First of all, the disease is highly contagious, and whether a virus with a reproduction number of more than 2 can achieve true isolation through the so‐called social distance by feet is a matter of probability rather than mathematics. A recent MIT study published in JAMA found that social distance requires 27 feet to be guaranteed not to be infected, which is not operational in real life. 3 In addition, there are a large number of asymptomatic infections in this outbreak. They look as asymptomatic as ordinary people, but these groups are as infectious as symptomatic patients. 4 As “normal people,” the surrounding population will lose their vigilance. In fact, in high‐risk areas with a large number of patients, without sufficient testing to confirm clean, everyone can only be seen as potentially infected, including themselves. Under such circumstances, wearing a mask is the default solution. Finally, the issue of propagation in confined spaces is a very important issue that was often ignored. Tests have shown that COVID‐19 can exist for several hours in the state of the smallest of these droplets, sometimes called aerosols. 5 In fact, there have been cases of concentrated infection by a large number of people in confined spaces. 6 When we perform so‐called "necessary activities" in a closed environment in supermarkets, banks, or public transportation, such as subways, if there are asymptomatic patients or in the incubation period, the risk of infection is still high. Although there are no large‐scale randomized clinical trials to explain the above problems, at a critical point in life and death, it is better to consider an option harmless to the general population than to ignore it and cause more people to be infected.
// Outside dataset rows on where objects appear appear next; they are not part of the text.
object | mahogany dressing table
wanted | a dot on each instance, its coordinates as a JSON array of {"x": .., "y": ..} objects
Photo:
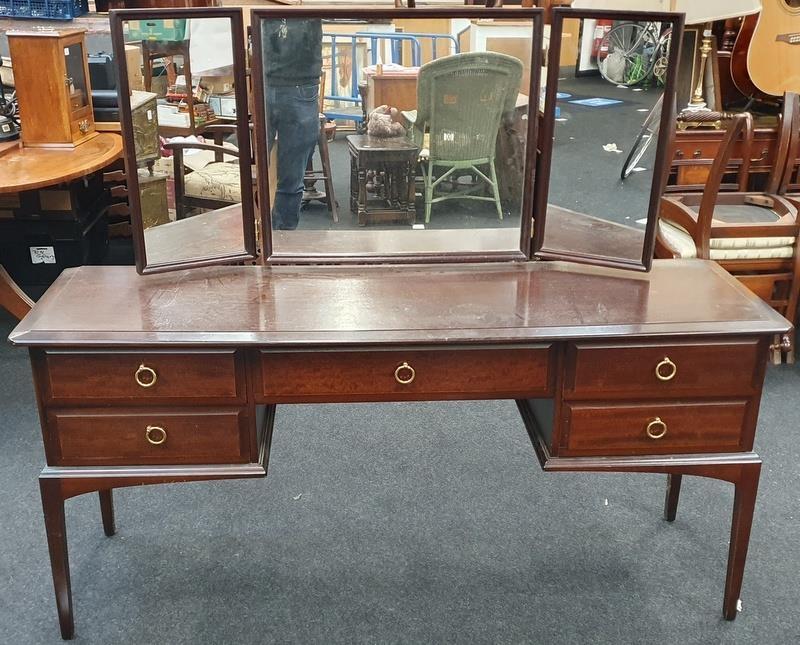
[
  {"x": 175, "y": 377},
  {"x": 612, "y": 371}
]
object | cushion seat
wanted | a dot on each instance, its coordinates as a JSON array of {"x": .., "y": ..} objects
[
  {"x": 727, "y": 248},
  {"x": 218, "y": 180}
]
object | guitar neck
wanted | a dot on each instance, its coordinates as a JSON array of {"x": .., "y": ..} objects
[{"x": 792, "y": 39}]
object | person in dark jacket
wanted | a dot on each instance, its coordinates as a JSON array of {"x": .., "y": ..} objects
[{"x": 292, "y": 55}]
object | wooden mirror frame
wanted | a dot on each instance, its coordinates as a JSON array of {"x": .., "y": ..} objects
[
  {"x": 117, "y": 18},
  {"x": 533, "y": 14},
  {"x": 662, "y": 161}
]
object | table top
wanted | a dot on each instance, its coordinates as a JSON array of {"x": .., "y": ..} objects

If it is caused by insufficient mask, the first priority is to increase the production of masks and purchase from other countries, rather than recommending that people do not wear masks, thereby increasing the chance of mutual infection. Of course, general public may only need to wear ordinary masks and do not need to change them every day, and hospital professionals need to wear professional masks, including surgical masks and N95 masks, which need periodic replacement and disinfection.
CONFLICT OF INTERESTS
The authors declare that there are no conflict of interests.